Cristina Savettieri is Assistant Professor of Contemporary Italian Literature at the University of Pisa. Previously, she was an Alexander von Humboldt Research Fellow in Comparative Literature at Freie Universität Berlin (2011-2013) and the recipient of a Marie Skłodowska-Curie Individual Fellowship at the University of Edinburgh (2015-2017). Her main research interests are Italian modernism and Italian twentieth-century literature, tragedy and tragic theories in a comparative perspectives, the literature and culture of the First World War as a gendered phenomenon.
Simona Storchi is Associate Professor of Italian at the University of Leicester. She has published extensively on early twentieth-century Italian literature and culture and on the relationship between art and politics under fascism. Among her recent publications, Massimo Bontempelli e la cultura italiana fra le due guerre. L'intellettuale, il fascismo, la modernità (forthcoming, 2021); Women and the Public Sphere in Modern and Contemporary Italy. Essays for Sharon Wood, ed. with M. Spunta and M. Morelli (2017); Visualizzare la guerra: l’iconografia del conflitto e l’Italia, ed. with G. Pieri and M.G. Di Monte (2016); The Great War and the Modernist Imagination in Italy, ed. with Luca Somigli (2015); Beyond the Piazza: Public and Private Spaces in Modern Italian Culture (2013); Back to the Futurists: The Avant-Garde and Its Legacy, ed. with E. Adamowicz (2013). She is the Italian Section Editor of the open access peer reviewed journal Modern Languages Open (Liverpool University Press).
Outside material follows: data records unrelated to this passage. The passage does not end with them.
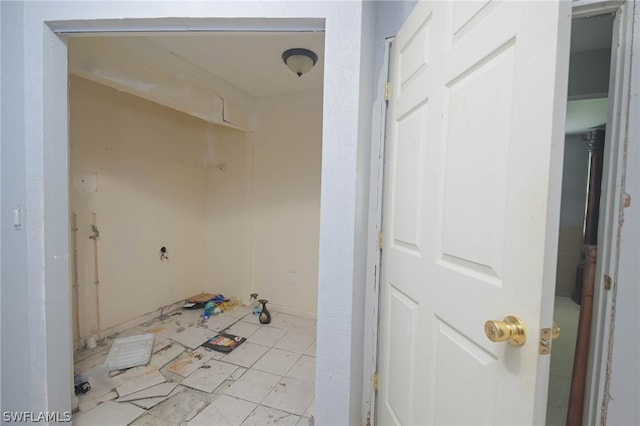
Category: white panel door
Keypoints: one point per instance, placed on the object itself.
(475, 140)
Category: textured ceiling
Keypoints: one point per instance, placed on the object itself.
(250, 61)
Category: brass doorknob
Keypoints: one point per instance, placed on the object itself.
(511, 329)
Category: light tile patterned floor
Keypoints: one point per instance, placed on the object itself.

Jay Winter is the Charles J. Stille Professor of History Emeritus at Yale University. He is a specialist on World War I and its impact on the 20th century. Previously, Winter taught at Hebrew University of Jerusalem, the University of Warwick, the University of Cambridge, and Columbia University. In 2001, he joined the Faculty of Yale. Winter is the author or co-author of 25 books, including Socialism and the Challenge of War; Ideas and Politics in Britain, 1912-18; Sites of Memory, Sites of Mourning: The Great War in European Cultural History; The Great War and the Shaping of the 20th Century; Rene Cassin and the rights of man, and most recently, War beyond words: Languages of remembrance from the Great War to the present. In addition he has edited or co-edited 30 books and contributed 130 book chapters to edited volumes. Winter was also co-producer, co-writer, and chief historian for the PBS/BBC series The Great War and the Shaping of the 20th Century, which won an Emmy Award, a Peabody Award and a Producers Guild of America Award for best television documentary in 1997. He has received honorary doctorates from the University of Graz, the University of Leuven, and the University of Paris.